ND battles eating disorders
Claire Heininger | Thursday, October 2, 2003
For a sickness as personal and painful as an eating disorder, often the only people who can offer real help are those who have been there before. Jessica Weiner has been there before – and before and before as she slipped in and out of her anorexia and bulimia – and proved on Wednesday that she was ready to help.
Weiner, the author of “A Very Hungry Girl: How I Filled Up on Life…and How You Can, Too!,” gave a presentation about her own struggles with self-loathing and self-starvation, offering insight, strategies and a triumphant outlook to sufferers of eating disorders.
Coining the label “actionist,” she described herself as someone who “looks at what we tangibly have in front of us today – not five pounds from now, not five years from now – I aim to take back the power that each individual day can hold.”
Roughly 200 students packed the LaFortune Ballroom to attend Weiner’s presentation, which was titled “Do I Look Fat in This?” Beginning with the first diet that her mom imposed on her at the age of 11, Weiner chronicled her fight against a negative body image.
“For the first time, I saw my body as something I had to fix, to starve, to change,” Weiner said. “It became a cycle of pain, of shame, of blame, of punishment and of restriction.”
Despite years of dieting, Weiner said that she still didn’t believe she had a problem because she didn’t match the size zeroes around her.
“I was an in-between girl,” she said. “I was never 5’10” and 89 pounds. But that doesn’t mean I wasn’t sick.”
In addition to discrediting the hollow-cheeked, model-thin stereotype of an eating disorder victim, she also refuted the common misconception that eating disorders only affect “snobby rich white girls who want to be skinny and pretty.” Instead, she said we should replace that image with “someone from any race, gender or socioeconomic background – just somebody in pain who doesn’t know how to express it,” she said.
The low point of her own pain hit during her freshman year at Penn State University, when Weiner added drug and alcohol abuse to a harsh cycle of anorexia, diuretic bulimia and compulsive eating.
“I woke up every morning thinking, ‘what am I going to do to destroy myself today?'” Weiner said. “I was suicidal. I had zero self worth.”

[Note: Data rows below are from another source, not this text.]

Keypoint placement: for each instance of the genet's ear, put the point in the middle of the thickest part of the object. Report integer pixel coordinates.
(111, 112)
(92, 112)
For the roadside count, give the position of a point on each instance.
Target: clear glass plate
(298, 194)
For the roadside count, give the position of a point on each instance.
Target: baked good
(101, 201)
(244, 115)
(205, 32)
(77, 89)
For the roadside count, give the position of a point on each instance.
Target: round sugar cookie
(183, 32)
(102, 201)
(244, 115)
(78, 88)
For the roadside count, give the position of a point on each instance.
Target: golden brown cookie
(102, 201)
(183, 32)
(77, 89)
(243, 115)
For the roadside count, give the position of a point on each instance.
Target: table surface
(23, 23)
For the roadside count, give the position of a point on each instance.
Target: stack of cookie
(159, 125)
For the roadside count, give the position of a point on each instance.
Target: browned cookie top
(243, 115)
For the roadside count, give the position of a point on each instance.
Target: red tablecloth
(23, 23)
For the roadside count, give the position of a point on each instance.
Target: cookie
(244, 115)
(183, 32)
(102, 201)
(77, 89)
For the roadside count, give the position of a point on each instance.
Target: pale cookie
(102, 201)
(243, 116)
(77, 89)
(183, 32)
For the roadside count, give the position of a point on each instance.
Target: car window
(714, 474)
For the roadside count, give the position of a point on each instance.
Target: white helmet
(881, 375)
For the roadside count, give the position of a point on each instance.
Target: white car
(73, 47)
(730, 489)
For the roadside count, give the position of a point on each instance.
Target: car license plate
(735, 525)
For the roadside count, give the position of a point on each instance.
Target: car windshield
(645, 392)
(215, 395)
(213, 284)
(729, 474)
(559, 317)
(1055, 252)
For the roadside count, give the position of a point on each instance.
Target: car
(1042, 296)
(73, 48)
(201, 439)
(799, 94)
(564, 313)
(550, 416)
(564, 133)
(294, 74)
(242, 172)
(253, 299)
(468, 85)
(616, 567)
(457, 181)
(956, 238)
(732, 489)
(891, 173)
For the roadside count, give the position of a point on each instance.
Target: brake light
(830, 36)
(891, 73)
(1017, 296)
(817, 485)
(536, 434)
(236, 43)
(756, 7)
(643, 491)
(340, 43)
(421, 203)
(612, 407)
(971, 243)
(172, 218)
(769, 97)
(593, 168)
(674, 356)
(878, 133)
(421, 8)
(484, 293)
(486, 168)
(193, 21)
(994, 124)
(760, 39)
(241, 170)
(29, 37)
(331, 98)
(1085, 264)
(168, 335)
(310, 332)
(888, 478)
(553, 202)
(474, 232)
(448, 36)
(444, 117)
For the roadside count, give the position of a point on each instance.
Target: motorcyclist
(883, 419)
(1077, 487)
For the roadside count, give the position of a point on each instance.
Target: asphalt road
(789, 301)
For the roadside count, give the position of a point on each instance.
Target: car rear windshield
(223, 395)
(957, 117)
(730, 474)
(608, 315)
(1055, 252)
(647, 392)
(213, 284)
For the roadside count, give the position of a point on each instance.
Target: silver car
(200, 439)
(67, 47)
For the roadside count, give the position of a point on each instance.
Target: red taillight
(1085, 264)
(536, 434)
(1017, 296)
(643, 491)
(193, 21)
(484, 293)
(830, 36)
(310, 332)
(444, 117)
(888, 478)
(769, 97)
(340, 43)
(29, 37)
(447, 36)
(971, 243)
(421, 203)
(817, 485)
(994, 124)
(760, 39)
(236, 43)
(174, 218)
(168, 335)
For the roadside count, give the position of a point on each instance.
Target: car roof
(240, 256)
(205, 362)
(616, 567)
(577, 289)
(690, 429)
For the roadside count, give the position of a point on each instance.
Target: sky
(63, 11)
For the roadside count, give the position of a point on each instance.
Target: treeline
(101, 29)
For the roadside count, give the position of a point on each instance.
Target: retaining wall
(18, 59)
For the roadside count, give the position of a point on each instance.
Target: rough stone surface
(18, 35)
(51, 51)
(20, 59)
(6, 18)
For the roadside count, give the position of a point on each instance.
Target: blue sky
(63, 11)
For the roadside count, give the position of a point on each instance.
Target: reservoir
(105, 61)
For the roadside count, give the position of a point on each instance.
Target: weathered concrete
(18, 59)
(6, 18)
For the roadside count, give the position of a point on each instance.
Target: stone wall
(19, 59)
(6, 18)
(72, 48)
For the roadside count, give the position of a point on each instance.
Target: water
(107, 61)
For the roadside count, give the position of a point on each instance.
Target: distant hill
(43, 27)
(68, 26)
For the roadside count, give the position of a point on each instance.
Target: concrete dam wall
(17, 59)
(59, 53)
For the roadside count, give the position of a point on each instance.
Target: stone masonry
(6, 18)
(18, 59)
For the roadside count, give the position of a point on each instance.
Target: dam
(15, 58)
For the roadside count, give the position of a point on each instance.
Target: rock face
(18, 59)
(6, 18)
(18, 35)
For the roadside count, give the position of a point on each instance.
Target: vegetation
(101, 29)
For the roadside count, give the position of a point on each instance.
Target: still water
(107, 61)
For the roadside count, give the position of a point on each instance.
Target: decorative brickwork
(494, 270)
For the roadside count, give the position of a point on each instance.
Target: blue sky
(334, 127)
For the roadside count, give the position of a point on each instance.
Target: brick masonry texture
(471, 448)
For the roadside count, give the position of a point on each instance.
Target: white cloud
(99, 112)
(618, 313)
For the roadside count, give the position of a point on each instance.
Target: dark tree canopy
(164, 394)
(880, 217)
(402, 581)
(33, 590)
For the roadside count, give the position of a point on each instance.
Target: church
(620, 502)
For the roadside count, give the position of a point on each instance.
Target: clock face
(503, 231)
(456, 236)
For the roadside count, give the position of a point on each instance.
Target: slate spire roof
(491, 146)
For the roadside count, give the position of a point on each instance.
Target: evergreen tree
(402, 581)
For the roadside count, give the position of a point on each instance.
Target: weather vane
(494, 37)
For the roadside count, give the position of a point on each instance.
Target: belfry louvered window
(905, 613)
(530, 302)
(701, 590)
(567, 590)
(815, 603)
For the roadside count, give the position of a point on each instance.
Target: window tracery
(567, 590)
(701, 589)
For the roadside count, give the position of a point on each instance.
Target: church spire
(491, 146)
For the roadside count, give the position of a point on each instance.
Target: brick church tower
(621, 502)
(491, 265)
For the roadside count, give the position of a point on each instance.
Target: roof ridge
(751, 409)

Her first major breakthrough, she said, came when she decided to throw up for the first time.
“I remember seeing a sign hanging in the bathroom that said, ‘Eating Disorders Can Kill,'” she said. “And underneath it a woman had written, ‘Screw you I’m already dead.'”
Weiner said that it was at that moment she realized that eating disorders needed to be talked about. After joining a support group and hearing fellow women with eating disorders tell their painful stories of family trauma, abuse, poverty, divorce, self-mutilation and other “tortured secrets,” she realized the release and empowerment that came from discussion and mutual support. She read a passage of her book called ‘Group Insanity” to demonstrate the excruciating but constructive events of these sessions.
Now a healthy weight, Weiner said that an eating disorder is not something that can be overcome overnight. “I’m a human being in the recovery process, not a product. I’m definitely still vulnerable, but I’m not in secret anymore.”
She encouraged listeners to stop wasting time and energy on the “language of fat” and to replace it with “the real stuff. Get rid of the judgment, banter and criticism and tell the truth.”
Weiner has been working as an activist since her graduation from Penn State eight years ago.
In addition to her nationally known programs on eating disorders, she has also counseled parents, teachers and children about alcohol and drug abuse as well as school violence and hate crimes. She has her own website, at www.jessicaweiner.com, and has been labeled the “next Oprah,” as a nationally syndicated talk show with a major television network is also in the works.
“Do I Look Fat in This?” was sponsored by the University Health Center, UBWell2, the Bookstore and A Life Uncommon.